James Boyle’s tarot-inspired artwork in Philadelphia magazine launched a crowd-funding campaign to produce a full, Philly-themed deck based on his illustrations.
By Matt Skoufalos | October 17, 2018
All artists hope their work will find its intended audiences—but every once in a while, something catches fire.
Right now, freelance illustrator James Boyle of Collingswood has a project that’s positively incandescent.
It started with a one-off assignment to create some Philadelphia-themed tarot card art for a lifestyle essay in Philadelphia magazine.
Boyle’s spin on the classic line art was sturdy enough, but its marriage of tarot arcana with local cultural images put it over the top.
Readers started clamoring for more.
“When they published that, there was a flood of feedback online,” Boyle said. “People were asking where they could buy the deck, is there an actual deck? People were demanding to see the deck become a thing.”
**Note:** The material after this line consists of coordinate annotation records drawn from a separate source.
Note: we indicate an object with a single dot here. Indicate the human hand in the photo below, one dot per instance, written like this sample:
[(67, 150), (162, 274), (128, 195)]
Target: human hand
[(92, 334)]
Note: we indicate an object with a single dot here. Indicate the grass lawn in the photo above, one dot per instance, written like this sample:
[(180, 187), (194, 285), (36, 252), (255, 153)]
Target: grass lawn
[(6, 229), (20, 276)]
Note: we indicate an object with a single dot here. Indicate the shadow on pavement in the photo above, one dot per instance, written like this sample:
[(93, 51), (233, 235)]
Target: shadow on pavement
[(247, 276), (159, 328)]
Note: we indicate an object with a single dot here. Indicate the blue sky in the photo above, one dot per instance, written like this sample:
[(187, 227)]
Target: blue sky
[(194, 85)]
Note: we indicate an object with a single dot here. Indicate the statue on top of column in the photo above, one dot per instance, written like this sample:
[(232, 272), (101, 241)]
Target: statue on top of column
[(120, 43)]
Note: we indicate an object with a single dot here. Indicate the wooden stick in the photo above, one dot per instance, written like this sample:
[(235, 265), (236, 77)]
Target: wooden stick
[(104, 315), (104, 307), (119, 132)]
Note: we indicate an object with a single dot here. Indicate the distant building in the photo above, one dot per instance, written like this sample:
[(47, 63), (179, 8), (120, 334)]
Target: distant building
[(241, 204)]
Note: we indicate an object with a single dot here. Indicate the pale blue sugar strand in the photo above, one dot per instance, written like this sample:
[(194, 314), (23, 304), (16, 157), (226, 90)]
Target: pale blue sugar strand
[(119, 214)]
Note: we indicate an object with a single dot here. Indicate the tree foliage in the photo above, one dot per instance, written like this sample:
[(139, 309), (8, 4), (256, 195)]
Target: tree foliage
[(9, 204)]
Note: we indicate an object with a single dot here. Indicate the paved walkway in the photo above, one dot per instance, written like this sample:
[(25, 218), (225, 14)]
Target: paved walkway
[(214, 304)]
Despite a lack of familiarity with the subject matter, Boyle was intrigued. He put up a kickstarter page, and started drawing more Philly-themed tarot as part of “Inktober,” a month-long, drawing-a-day exercise challenge for illustrators.
With more than a month to go, it’s already been backed at more than triple his initial, $6,500 goal.
Even completing one hand-drawn, pen-and-ink card a day, Boyle will have to pick up the pace to complete the entire 78-card deck in time to ship them out for the holidays.
But enthusiastic feedback from fans of the project is helping spur him onward.
“I can’t tell you how motivating that is for someone like me who just works out of a home studio,” Boyle said.
“I spend most of the day alone by myself at a desk,” he said. “To have that feedback every day gets me super-pumped waking up in the morning.”
In addition to the city of Philadelphia and its hundreds of years of culture, Boyle’s inspiration for the project is the Rider-Waite tarot deck. First published in 1910, its classic illustrations were drawn by Pamela Colman Smith, whose work Boyle calls “elegant and decorative, and deceptively detailed.
“People who are interested in this project, that’s what they’re really responding to,” he said.
For an artist who primarily works in digital media, the opportunity to switch from his Wacom tablet to a crow quill pen has been a welcome one.
“I’m actually having a great time channeling her pen-and-ink technique,” Boyle said.
“I feel a real connection to [Smith] in that way.”
Even in paying homage to Smith’s legacy, Boyle is of course doing his own creative work, defining the parallel images that comprise Philadelphia tarot.
He’s not a tarot scholar, but hopes his work will satisfy fans of the rich symbolism contained in Smith’s deck; at the least, Boyle is excited to helm a project that adds to its legacy.
“What is old becomes new again,” he said. “You put a new spin on something, and hopefully it catches on.”